Walking away and waiting paid off for Lenovo.
Over the next six months, the situation turned sharply in Lenovo’s favor largely because of IBM’s declining outlook in a key market: Lenovo’s home base of China. IBM’s China sales fell 23 percent in the fourth quarter, following a similar performance in the third quarter, with the largest declines coming in hardware, the company announced this week.
“IBM is losing market share in China’s market and I do not believe they will get it back in the future, as the government and state owned enterprises will buy more local brands like Lenovo,” said Kai Qian, a Beijing-based analyst at China International Capital Corp. “This situation helped prompt IBM to sell the business, and for Lenovo it’s a good time to negotiate with IBM.”
Lenovo’s talks with IBM resumed in November, Wong said.
The $2.3 billion price Lenovo ended up getting was below the bottom end of the range of $2.5 billion to $4.5 billion discussed in the first round of talks.
In addition, the final agreement was broader in scope than the initial discussions, Wong said.
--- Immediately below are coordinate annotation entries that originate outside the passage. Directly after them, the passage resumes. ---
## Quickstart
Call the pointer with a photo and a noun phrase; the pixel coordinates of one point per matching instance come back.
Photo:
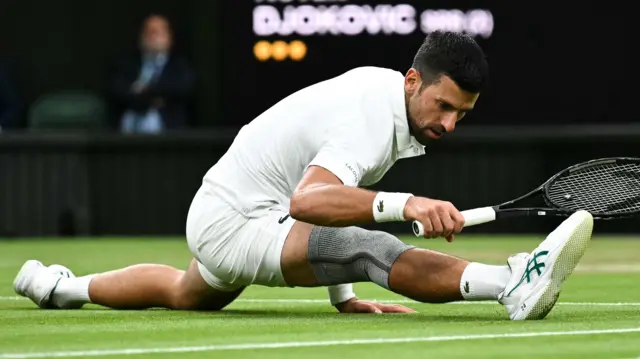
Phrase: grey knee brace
(352, 254)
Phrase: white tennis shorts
(232, 250)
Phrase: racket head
(608, 188)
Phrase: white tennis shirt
(354, 125)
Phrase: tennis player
(282, 207)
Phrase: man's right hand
(439, 218)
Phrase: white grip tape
(472, 217)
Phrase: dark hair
(455, 55)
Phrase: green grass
(603, 294)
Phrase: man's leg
(528, 285)
(135, 287)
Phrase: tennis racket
(608, 188)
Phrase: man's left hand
(355, 305)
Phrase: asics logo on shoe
(532, 266)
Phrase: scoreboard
(541, 55)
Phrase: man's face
(156, 36)
(436, 108)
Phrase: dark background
(552, 62)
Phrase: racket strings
(610, 188)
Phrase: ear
(412, 81)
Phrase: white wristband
(389, 207)
(340, 293)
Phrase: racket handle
(472, 217)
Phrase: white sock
(483, 282)
(72, 293)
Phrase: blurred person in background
(150, 89)
(9, 103)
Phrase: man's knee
(210, 301)
(352, 254)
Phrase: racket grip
(472, 217)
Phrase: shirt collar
(406, 145)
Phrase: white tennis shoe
(37, 282)
(537, 277)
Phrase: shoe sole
(569, 257)
(21, 284)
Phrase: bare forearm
(333, 205)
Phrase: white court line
(246, 346)
(399, 301)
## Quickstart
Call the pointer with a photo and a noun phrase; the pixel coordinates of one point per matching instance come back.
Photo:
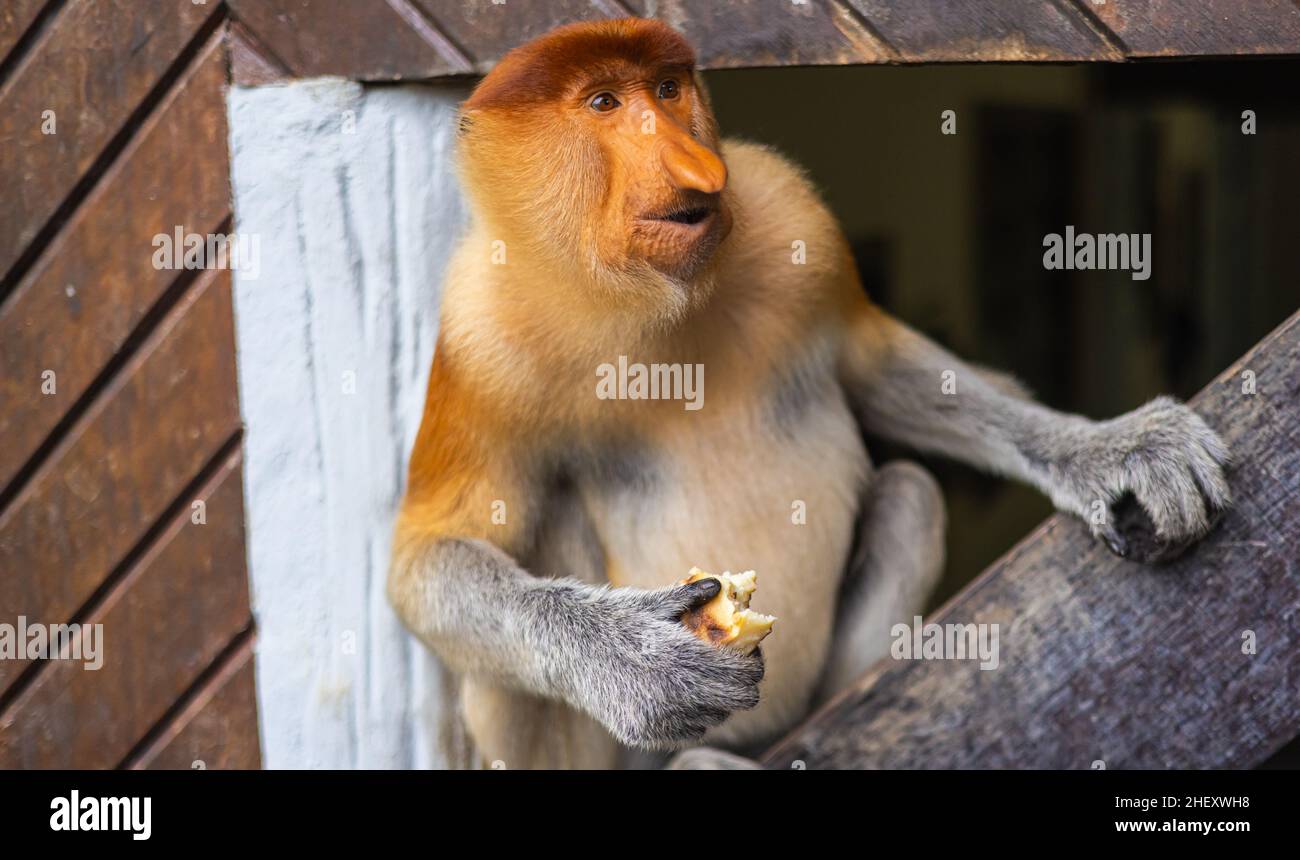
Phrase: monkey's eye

The final package included the x86 servers as well as System x, BladeCenter and Flex System blade servers and switches. The agreement also allows Lenovo to assume related customer service and maintenance operations, the companies said yesterday.
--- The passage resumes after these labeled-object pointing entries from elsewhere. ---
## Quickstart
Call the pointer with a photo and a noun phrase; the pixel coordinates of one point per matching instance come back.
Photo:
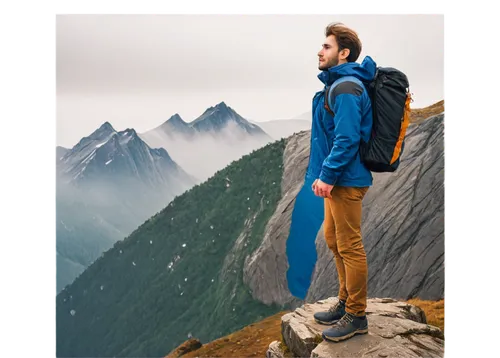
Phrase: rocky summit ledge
(396, 329)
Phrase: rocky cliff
(403, 226)
(396, 329)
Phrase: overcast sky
(137, 70)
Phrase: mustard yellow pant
(342, 227)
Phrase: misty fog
(206, 153)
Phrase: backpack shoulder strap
(347, 88)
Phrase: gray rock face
(396, 329)
(403, 226)
(265, 271)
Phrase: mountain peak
(106, 127)
(221, 105)
(176, 119)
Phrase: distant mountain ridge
(213, 120)
(209, 143)
(107, 185)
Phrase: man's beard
(326, 65)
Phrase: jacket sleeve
(347, 131)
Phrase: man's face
(329, 55)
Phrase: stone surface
(396, 329)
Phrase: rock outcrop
(396, 329)
(403, 226)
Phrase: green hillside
(179, 273)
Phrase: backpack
(390, 96)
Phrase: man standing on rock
(343, 180)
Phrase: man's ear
(344, 54)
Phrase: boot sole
(338, 339)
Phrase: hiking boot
(332, 315)
(346, 327)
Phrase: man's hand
(322, 189)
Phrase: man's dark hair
(346, 38)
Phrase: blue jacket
(334, 156)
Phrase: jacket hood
(364, 72)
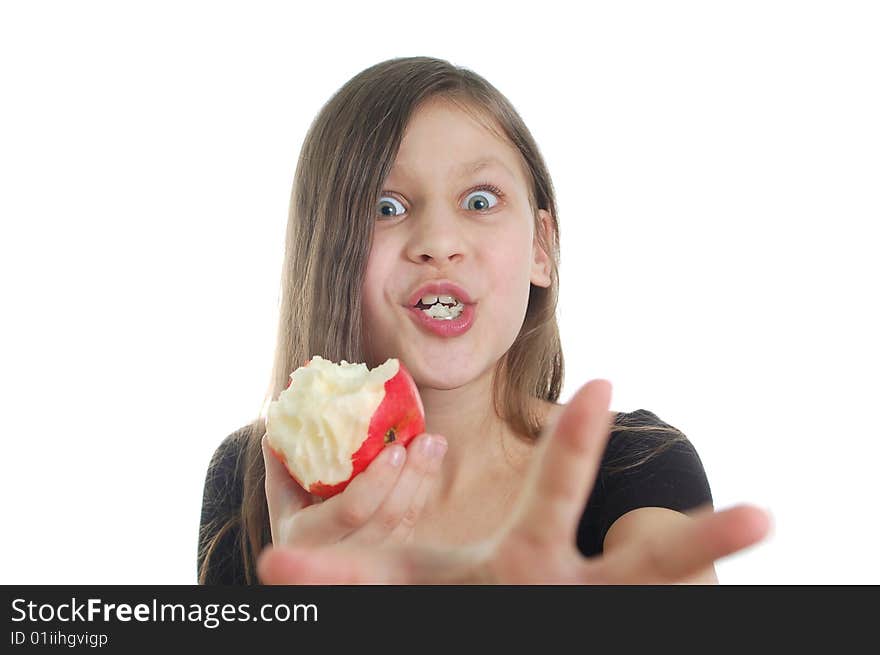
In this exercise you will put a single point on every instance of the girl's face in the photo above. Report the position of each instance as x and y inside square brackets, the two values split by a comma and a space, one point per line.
[436, 224]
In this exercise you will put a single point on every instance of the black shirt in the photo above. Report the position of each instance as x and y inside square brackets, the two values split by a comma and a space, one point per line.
[672, 477]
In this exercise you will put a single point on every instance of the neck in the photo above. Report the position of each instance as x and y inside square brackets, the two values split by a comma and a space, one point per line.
[480, 443]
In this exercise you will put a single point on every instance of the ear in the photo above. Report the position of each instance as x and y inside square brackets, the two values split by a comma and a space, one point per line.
[540, 259]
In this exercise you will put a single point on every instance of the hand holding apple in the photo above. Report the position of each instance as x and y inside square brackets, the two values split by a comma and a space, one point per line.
[381, 505]
[537, 545]
[341, 431]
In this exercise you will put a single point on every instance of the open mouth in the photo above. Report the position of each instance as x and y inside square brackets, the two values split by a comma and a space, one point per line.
[443, 308]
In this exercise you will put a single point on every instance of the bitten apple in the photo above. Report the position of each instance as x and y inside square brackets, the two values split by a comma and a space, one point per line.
[334, 419]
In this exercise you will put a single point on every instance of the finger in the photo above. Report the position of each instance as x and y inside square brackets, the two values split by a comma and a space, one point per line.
[564, 469]
[347, 564]
[400, 508]
[683, 550]
[344, 513]
[404, 531]
[300, 566]
[284, 495]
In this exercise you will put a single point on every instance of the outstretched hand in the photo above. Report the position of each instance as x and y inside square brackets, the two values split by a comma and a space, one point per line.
[537, 544]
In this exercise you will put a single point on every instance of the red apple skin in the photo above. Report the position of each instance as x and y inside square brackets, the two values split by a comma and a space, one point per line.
[398, 419]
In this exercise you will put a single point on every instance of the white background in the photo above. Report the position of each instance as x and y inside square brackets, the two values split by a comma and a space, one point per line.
[717, 173]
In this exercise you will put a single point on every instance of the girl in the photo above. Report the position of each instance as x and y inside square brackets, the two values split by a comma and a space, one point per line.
[417, 172]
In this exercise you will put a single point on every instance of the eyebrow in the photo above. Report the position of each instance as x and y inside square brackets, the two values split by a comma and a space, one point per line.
[471, 167]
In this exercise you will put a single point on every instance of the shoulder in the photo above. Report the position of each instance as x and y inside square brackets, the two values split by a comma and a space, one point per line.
[227, 458]
[221, 505]
[647, 463]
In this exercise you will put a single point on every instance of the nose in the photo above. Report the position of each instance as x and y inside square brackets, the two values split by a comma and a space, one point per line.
[436, 236]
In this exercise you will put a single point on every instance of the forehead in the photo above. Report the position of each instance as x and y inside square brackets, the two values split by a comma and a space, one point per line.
[442, 140]
[457, 170]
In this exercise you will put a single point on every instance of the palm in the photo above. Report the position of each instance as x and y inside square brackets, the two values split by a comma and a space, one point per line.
[537, 544]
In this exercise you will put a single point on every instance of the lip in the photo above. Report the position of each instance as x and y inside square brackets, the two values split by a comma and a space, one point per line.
[440, 288]
[445, 328]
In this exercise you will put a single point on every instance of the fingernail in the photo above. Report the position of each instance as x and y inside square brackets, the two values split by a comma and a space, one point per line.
[396, 456]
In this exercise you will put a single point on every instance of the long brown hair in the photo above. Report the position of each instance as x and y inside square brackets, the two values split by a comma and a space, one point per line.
[347, 153]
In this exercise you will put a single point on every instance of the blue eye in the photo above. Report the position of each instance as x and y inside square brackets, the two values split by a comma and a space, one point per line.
[477, 199]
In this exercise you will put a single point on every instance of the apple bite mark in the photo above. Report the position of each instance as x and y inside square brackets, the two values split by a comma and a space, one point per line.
[334, 419]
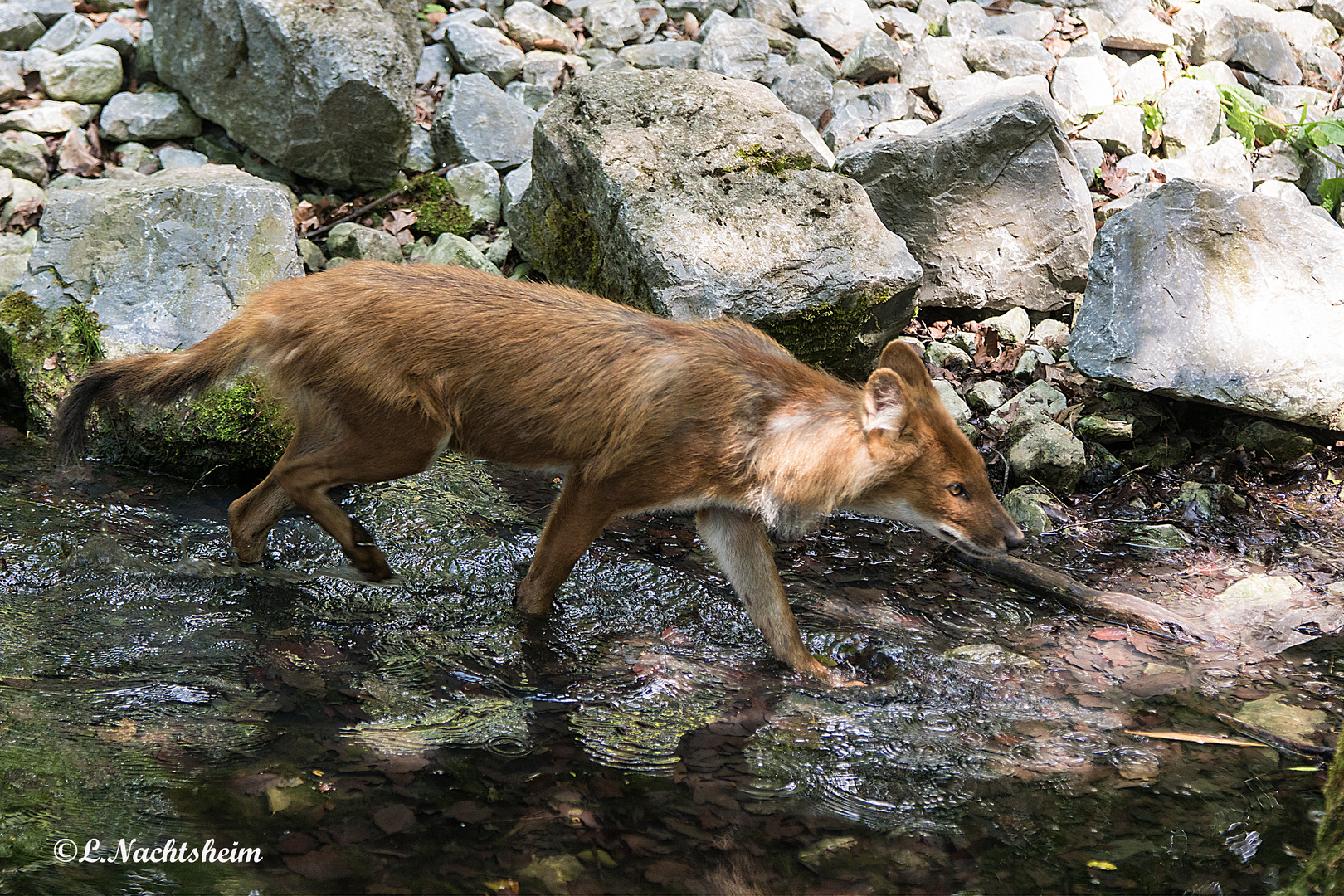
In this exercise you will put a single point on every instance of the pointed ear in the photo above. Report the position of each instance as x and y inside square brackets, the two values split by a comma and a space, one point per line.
[886, 403]
[902, 358]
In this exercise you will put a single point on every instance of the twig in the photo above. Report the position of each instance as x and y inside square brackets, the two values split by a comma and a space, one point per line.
[321, 231]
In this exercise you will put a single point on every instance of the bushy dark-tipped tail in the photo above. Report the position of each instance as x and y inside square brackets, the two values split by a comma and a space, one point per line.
[158, 379]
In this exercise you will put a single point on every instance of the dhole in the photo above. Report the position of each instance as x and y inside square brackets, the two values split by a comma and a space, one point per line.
[383, 367]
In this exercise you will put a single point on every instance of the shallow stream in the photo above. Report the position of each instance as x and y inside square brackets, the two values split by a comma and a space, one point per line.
[420, 738]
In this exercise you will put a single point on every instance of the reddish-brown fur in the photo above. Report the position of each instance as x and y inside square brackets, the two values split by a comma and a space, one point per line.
[383, 367]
Fujitsu had only expressed interest in the server business after the earlier talks between IBM and Lenovo broke down, the person familiar with the matter said. When Lenovo rekindled negotiations in November, it was already months ahead of Fujitsu in the process, culminating in yesterday’s announcement. IBM was concerned that if it waited for Fujitsu and that deal fell through, it would have less leverage going back to Lenovo, the person said.
Brion Tingler, a spokesman for Beijing-based Lenovo, declined to comment on other suitors or competing bids, as did IBM’s Jeff Cross, Dell’s David Frink and Fujitsu’s Sean Nemoto.
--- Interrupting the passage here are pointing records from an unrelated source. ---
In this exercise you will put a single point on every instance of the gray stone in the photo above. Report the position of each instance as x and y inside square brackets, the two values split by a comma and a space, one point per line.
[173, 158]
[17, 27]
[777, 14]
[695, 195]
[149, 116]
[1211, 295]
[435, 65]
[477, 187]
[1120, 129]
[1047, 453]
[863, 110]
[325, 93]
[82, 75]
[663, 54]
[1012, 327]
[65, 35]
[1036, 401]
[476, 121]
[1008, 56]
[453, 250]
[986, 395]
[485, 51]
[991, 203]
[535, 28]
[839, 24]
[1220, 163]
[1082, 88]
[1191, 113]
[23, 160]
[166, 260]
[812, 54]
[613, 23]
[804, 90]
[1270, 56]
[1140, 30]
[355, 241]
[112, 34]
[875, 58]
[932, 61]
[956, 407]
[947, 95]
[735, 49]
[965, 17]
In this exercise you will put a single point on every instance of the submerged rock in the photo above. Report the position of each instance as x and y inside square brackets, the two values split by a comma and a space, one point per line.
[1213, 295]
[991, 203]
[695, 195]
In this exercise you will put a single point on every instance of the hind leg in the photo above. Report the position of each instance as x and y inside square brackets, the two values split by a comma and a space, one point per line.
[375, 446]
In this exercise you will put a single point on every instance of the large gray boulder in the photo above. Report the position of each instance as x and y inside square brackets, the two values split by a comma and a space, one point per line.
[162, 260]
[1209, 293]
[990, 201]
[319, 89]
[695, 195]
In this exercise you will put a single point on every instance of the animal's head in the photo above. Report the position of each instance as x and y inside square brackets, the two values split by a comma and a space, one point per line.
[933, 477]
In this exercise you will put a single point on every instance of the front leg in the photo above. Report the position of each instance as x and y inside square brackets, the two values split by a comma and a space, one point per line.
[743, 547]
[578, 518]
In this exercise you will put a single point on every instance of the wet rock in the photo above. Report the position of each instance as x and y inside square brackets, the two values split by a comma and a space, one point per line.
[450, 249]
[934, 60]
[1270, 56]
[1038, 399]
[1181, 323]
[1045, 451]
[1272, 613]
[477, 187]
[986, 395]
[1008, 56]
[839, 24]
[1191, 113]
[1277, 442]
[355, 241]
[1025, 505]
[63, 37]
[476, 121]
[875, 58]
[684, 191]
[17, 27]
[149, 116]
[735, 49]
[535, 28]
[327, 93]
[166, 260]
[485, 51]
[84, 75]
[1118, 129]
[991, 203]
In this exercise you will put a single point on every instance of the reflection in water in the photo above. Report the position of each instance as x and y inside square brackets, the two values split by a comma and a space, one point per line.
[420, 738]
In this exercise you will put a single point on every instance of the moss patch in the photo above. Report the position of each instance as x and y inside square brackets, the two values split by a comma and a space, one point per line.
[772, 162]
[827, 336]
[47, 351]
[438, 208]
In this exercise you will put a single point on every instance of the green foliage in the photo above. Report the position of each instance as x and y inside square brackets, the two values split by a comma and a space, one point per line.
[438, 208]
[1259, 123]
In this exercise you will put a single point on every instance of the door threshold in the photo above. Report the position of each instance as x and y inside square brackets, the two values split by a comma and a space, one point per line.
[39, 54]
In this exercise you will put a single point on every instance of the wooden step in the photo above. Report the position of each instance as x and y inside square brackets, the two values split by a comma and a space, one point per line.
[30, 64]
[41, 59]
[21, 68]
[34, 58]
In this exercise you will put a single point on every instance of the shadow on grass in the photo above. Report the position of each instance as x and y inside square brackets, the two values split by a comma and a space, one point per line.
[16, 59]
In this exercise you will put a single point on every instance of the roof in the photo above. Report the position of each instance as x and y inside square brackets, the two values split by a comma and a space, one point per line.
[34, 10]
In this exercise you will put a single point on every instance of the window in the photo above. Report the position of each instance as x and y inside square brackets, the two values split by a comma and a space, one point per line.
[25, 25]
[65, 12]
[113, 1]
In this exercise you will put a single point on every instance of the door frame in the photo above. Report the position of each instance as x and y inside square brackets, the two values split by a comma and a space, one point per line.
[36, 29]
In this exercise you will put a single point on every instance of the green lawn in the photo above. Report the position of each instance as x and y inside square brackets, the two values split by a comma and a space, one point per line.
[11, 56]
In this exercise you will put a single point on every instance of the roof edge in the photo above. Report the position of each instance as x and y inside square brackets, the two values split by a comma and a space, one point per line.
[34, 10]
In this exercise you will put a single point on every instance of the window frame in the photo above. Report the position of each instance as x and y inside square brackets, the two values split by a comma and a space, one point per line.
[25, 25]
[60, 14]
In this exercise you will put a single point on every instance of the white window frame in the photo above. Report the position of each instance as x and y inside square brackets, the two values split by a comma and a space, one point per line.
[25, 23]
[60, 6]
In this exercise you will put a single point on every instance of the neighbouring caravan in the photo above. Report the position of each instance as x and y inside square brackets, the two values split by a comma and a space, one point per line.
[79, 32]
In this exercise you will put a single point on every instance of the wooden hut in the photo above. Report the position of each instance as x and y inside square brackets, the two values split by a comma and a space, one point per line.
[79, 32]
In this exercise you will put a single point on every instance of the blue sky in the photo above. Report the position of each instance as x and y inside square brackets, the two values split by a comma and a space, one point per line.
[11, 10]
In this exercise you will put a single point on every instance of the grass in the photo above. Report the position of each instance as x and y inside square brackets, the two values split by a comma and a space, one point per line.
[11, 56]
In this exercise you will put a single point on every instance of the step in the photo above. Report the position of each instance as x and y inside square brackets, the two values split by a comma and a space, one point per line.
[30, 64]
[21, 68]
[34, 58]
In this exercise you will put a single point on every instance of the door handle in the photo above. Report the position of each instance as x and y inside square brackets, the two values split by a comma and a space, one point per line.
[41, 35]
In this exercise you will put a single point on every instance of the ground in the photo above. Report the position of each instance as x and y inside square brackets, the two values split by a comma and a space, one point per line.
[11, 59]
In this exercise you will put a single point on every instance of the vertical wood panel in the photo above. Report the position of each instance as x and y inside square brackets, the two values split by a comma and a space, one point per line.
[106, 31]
While the deal with Lenovo is likely to draw a national-security review by the U.S. government, IBM and Lenovo expect to clear regulatory hurdles. That confidence bolstered IBM’s attitude that Lenovo’s offer was more of a sure thing than Fujitsu’s, the person said. Still, the companies expect regulators to ask for concessions before approving the transaction, and that may include sending some government work to rival companies, according to the person.
“We’re quite confident of a positive outcome,” Christopher Padilla, IBM’s vice president for government programs, said in an interview yesterday. The two companies have been through the process before with the sale of the PC business to Lenovo in 2005. That transaction was cleared after a monthlong investigation.
Fujitsu could have used IBM’s servers, which run on Intel Corp.’s x86 chip technology, to bolster its own x86 lineup. IBM was the third-largest seller of x86 servers in the third quarter, trailing Hewlett-Packard Co. and Dell, according to IDC. It sold $1.21 billion worth of the machines in the period, accounting for 13 percent of the industry’s $9.52 billion total.
While IBM shopped the server division to Dell, that company didn’t want to make a bid, the person said. Dell is struggling with its own sales slump and went private last year after a $24.9 billion buyout.
Under the agreement announced yesterday, Lenovo is offering about $2 billion of cash, with the rest coming in stock. Lenovo also will help resell some IBM equipment. That could give the Armonk, New York-based company fresh inroads into China, a market where it’s seen sales slip, Mark Moskowitz, an analyst at JPMorgan Chase & Co., said in a report.
“Given IBM’s recent weakness in China, we believe Lenovo’s presence in the region could help IBM regain momentum there,” he said.